Как началась война.

Когда Ганнибалу было лет девять, его отец, Гамилькар, командовавший карфагенянами в завершающие годы Первой Пунической войны, готовился переправиться с войском в Испанию: потеряв Сицилию, Карфаген рассчитывал возместить урон завоеваниями в Испании. По-детски ласкаясь к отцу, мальчик просил взять его с собою, и тут Гамилькар подвел сына к алтарю, велел ему коснуться рукою внутренностей жертвенного животного и принести клятву, что будет вечным, непримиримым врагом римского народа.

О тех, кто командовал в Испании до Ганнибала.

Девять лет провел Гамилькар в Испании, неустанно расширяя владения Карфагенской державы, и было ясно, что в душе он лелеет иную войну, куда большую, чем Испанская. Проживи, он еще – и пунийцы вторглись бы в Италию не с Ганнибалом, а с Гамилькаром во главе.

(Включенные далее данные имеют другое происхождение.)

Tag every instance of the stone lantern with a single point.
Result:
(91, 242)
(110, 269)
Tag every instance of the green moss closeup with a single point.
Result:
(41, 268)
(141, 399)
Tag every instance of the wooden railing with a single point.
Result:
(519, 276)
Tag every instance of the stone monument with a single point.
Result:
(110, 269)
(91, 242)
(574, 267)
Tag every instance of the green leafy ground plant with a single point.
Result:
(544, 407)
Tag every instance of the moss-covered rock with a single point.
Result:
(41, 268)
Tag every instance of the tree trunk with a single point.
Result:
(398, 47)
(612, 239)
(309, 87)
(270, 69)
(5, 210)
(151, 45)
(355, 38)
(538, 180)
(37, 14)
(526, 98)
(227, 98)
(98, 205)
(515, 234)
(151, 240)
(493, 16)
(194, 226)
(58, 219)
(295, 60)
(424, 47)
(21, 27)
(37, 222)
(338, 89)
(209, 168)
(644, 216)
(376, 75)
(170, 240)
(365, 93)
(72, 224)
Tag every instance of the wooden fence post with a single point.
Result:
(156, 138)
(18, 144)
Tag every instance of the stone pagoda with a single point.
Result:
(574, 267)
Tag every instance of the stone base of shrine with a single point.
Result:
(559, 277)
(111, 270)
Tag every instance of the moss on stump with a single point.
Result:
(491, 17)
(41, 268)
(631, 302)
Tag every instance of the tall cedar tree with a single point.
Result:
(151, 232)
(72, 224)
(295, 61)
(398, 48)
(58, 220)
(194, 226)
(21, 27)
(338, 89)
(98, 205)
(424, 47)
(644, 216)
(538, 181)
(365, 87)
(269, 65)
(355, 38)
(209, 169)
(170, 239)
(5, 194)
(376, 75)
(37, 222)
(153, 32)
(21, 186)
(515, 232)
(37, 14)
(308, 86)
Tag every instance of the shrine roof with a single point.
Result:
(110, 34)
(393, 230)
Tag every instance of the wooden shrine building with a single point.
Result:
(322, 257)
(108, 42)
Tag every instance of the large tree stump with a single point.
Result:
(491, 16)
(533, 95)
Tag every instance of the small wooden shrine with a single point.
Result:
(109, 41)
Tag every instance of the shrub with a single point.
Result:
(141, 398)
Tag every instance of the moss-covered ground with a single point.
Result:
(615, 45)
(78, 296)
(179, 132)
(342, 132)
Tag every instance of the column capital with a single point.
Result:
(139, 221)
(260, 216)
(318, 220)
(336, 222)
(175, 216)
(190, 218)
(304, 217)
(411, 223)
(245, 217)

Но Гамилькар умер, а Ганнибал был слишком юн, чтобы сменить его на посту командующего. В течение восьми лет верховное начальствование принадлежало Гасдрубалу, которому Гамилькар, очарованный его красотою и острым умом, отдал в жены свою дочь; среди солдат и простого люда наибольшим влиянием пользовалась партия баркидов[1], она-то и поставила у власти Гамилькарова зятя. Гасдрубал больше полагался на разум, чем на силу оружия, и потому не столько воевал, сколько искал для Карфагена новых союзников, склоняя к дружбе соседние народы, их царьков и предводителей. Впрочем, и мир не пошел ему на пользу: на глазах у целой толпы он был зарезан каким-то рабом, который мстил за смерть своего господина, казненного Гасдрубалом.

Убийцу тут же схватили, но он ликовал и радовался так, словно благополучно ускользнул, и даже под пытками, когда тело его рвали на куски, радость заглушала муки – и он смеялся.

Видя, с каким искусством вел Гасдрубал государственные дела, римский народ заключил с ним договор, установив границею между римскими и карфагенскими владениями реку Ибер и порешив, что город Сагунт, который стоит на ничейной земле[2], должен сохранить свою свободу.

Кому занять место Гасдрубала, сомнений не было ни малейших: воины немедля подняли на руки молодого Ганнибала, принесли его на главную площадь лагеря и под единодушные крики одобрения провозгласили императором.

Ганнибал после смерти отца сперва жил в Карфагене, а затем Гасдрубал прислал письмо в сенат с просьбою отправить Ганнибала к нему, в Испанию. Собрался сенат, и баркиды говорили, что сын Гамилькара должен привыкнуть к ратному делу и стать наследником отца, а глава противной партии, Ганнон, предложил ответить Гасдрубалу отказом.

– Чего мы опасаемся? – спрашивал он. – Что сын Гамилькара слишком поздно узнает вкус безграничной власти и царского великолепия? Или что сами недостаточно скоро и проворно сделаемся его рабами? Нет, этого юношу надо держать дома и выучить его покоряться законам и властям, как покоряются им все прочие в Карфагене! А иначе – берегитесь, чтоб из малой этой искры не разгорелся великий пожар!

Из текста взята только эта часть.